Usually I answer evasively, saying, “Well, I’m creative, and I like to make things… no, not exactly, but if you give me a blank wall and free reign I will definitely paint on it…”
Maybe I should just say yes, though.
Look what happened when I started calling myself a writer. Nothing changed—I wrote before, and I continued to write after—but I began to identify more deeply with my work, and take more pride in it, too. My words are not merely something I produce; they are a part of me. I am a writer.
That is a powerful shift.
If I am what I create, and I find myself making art, then what stops me from calling myself an artist? High School? If I followed that logic, there are many things I would not be today.
So. Here I am, making art. I am an artist. The plums and ochres and teals and terracottas I mix are a part of me—as I am a part of them. The broken glass I piece together, too—bottle green and cobalt seeping into my thoughts. I stand for hours a day with my face inches from a bursting array of hues. I spend longer meditating on color than I do meditating on my mat, and with fuller concentration to boot! I am utterly absorbed in this work.

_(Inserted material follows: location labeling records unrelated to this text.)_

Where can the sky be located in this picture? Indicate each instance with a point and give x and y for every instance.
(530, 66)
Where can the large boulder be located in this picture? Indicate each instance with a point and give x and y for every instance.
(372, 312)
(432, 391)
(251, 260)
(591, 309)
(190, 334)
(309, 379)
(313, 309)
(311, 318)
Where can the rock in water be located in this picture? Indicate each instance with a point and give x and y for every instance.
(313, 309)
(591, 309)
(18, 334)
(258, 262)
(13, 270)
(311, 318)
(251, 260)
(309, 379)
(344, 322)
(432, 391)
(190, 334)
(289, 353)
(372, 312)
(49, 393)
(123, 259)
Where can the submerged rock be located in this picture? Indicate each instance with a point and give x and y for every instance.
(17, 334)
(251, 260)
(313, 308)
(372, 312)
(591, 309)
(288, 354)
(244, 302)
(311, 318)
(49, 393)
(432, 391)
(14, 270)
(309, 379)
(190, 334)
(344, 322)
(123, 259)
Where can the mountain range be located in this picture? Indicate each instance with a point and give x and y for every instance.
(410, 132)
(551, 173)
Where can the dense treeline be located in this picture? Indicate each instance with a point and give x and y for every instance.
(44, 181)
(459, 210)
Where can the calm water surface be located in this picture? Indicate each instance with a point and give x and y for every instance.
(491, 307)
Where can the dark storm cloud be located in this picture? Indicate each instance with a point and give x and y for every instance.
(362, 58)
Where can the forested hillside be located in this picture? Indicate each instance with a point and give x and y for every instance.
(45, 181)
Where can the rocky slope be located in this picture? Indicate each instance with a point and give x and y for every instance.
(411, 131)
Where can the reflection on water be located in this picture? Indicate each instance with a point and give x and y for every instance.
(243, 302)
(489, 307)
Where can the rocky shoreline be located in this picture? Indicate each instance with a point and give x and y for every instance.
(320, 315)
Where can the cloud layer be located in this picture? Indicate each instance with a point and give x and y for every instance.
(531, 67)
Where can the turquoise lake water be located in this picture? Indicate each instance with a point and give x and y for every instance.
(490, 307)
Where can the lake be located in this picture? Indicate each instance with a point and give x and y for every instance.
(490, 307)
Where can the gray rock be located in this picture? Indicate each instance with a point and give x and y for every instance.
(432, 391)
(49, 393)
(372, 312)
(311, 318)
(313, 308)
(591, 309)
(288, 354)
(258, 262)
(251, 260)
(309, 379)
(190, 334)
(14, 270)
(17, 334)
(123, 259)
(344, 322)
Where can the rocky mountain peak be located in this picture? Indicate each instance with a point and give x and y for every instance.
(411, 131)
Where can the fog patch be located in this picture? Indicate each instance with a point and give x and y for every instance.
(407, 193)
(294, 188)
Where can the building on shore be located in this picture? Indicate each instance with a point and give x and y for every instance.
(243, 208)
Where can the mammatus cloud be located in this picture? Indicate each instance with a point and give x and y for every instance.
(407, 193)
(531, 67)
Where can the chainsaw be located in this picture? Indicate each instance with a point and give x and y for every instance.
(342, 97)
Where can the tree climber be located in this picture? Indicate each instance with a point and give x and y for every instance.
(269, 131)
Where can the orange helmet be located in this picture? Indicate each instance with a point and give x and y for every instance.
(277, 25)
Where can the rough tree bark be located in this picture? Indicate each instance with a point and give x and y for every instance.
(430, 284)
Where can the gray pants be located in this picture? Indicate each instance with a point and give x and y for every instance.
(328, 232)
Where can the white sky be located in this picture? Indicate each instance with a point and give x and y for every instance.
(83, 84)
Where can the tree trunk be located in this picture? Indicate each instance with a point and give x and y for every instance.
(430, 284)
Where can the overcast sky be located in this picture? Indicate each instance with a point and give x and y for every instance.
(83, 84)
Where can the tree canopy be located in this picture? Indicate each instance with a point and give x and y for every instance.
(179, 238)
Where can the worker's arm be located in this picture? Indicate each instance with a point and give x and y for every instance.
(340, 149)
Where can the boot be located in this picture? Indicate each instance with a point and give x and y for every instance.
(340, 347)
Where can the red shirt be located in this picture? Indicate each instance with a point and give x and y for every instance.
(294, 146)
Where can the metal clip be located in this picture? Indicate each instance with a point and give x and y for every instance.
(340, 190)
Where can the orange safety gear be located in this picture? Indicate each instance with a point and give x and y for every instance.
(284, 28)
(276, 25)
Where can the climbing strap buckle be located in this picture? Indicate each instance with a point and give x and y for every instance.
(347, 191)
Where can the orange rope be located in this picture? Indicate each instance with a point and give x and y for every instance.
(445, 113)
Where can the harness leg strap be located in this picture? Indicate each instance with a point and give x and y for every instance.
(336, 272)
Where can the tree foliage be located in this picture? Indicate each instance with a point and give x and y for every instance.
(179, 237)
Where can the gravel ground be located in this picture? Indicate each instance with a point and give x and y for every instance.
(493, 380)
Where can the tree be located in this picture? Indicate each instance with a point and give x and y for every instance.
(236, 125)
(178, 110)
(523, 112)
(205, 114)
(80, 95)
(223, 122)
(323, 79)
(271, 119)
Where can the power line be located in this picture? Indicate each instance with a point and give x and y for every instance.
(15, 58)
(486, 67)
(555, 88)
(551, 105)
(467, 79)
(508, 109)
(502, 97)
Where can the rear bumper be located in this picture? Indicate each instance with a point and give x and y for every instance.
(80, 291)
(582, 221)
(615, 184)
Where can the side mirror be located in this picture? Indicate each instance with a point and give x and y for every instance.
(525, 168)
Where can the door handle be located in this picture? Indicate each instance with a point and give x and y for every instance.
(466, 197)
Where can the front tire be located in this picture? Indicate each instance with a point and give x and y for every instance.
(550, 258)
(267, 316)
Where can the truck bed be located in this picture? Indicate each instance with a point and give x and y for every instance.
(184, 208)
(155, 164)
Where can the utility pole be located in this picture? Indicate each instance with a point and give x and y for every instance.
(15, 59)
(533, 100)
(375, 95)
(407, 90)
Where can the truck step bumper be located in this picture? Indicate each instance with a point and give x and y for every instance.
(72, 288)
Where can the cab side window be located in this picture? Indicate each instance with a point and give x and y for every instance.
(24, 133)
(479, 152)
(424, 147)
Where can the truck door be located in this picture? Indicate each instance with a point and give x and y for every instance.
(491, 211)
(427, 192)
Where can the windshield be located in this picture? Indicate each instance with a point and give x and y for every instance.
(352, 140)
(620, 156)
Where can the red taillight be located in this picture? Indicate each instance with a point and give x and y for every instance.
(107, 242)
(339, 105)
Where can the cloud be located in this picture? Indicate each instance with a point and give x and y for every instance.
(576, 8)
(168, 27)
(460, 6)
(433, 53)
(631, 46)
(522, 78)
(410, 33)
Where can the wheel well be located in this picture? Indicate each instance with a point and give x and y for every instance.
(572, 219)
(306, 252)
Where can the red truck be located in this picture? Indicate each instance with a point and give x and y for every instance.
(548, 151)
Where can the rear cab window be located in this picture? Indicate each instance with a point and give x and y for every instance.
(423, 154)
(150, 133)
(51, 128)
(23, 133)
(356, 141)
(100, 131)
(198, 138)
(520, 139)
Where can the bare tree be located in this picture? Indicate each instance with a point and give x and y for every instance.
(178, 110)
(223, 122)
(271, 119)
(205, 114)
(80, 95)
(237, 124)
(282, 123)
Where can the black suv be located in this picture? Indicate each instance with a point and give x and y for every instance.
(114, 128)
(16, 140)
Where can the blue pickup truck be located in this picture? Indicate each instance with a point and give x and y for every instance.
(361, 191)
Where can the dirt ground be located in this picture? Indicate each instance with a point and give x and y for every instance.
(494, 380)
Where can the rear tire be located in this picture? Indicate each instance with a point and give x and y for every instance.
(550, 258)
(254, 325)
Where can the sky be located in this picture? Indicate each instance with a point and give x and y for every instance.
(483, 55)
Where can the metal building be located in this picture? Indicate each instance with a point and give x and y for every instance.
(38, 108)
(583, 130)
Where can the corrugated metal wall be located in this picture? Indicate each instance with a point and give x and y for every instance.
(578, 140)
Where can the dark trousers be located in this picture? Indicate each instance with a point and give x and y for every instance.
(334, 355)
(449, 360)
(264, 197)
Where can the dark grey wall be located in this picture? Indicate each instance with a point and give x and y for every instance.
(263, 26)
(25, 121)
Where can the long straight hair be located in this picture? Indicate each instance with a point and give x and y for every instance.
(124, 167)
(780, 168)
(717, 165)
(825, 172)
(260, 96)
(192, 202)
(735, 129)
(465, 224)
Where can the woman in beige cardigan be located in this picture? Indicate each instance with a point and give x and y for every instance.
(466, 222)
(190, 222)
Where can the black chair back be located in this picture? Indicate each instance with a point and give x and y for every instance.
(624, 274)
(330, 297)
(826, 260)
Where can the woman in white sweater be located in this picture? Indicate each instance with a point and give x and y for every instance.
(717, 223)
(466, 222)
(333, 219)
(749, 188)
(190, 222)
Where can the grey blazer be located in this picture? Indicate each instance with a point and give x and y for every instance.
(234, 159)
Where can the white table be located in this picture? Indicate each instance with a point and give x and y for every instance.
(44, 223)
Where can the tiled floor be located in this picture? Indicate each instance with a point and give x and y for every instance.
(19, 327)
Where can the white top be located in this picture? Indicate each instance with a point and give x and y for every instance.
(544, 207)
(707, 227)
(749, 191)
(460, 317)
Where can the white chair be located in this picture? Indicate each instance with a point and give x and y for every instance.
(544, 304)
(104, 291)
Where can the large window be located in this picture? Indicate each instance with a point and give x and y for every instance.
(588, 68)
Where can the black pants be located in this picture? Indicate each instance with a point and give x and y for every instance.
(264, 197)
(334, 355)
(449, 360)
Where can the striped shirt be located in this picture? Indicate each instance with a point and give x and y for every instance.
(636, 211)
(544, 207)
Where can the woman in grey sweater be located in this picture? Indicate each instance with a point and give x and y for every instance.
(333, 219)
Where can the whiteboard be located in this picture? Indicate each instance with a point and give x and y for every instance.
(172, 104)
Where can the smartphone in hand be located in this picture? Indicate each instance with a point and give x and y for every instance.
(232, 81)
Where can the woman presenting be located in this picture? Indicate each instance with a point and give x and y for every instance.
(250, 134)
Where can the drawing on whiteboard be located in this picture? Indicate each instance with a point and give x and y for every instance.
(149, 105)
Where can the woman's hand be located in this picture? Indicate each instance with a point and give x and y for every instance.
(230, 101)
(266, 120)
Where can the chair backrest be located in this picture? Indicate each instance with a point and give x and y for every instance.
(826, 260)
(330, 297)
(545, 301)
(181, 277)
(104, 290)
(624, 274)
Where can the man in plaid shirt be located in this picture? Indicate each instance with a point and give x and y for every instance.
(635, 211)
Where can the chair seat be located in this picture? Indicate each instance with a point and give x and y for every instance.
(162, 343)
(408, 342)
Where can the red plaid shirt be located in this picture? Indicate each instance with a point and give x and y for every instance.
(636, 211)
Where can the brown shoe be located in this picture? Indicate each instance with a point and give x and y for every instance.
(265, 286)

I am creating something that will remain here long after I have moved on. That feeling is immensely satisfying.
So. Here I am, a writer and an artist—and a dancer, too—inking my inner world on paper and canvas, by pen and brush and keyboard and broken glass.
…Why?
Now that is a story for another day…
Dear Toby
I have only just started on the road you journey on. I can empathise and appreciate what you are trying to do with your life and self. And I feel happy that people like you make this world a beautiful place: less dogmatic, less industrial.
Though you may not need this encouragement, but what the hell, here goes: you must always continue writing and expressing yourself, for one in a thousand would perhaps stop and feel that sudden exhilaration of seeing the world as perceived by you. It is a great feeling when you feel a connect with someone across space-time.
Best of luck and may peace and beauty always pervade your world !
Thank you so much for your note! Some days I don't need any encouragement to pursue this path, and then, other days I do! I truly appreciate your words of support and blessing!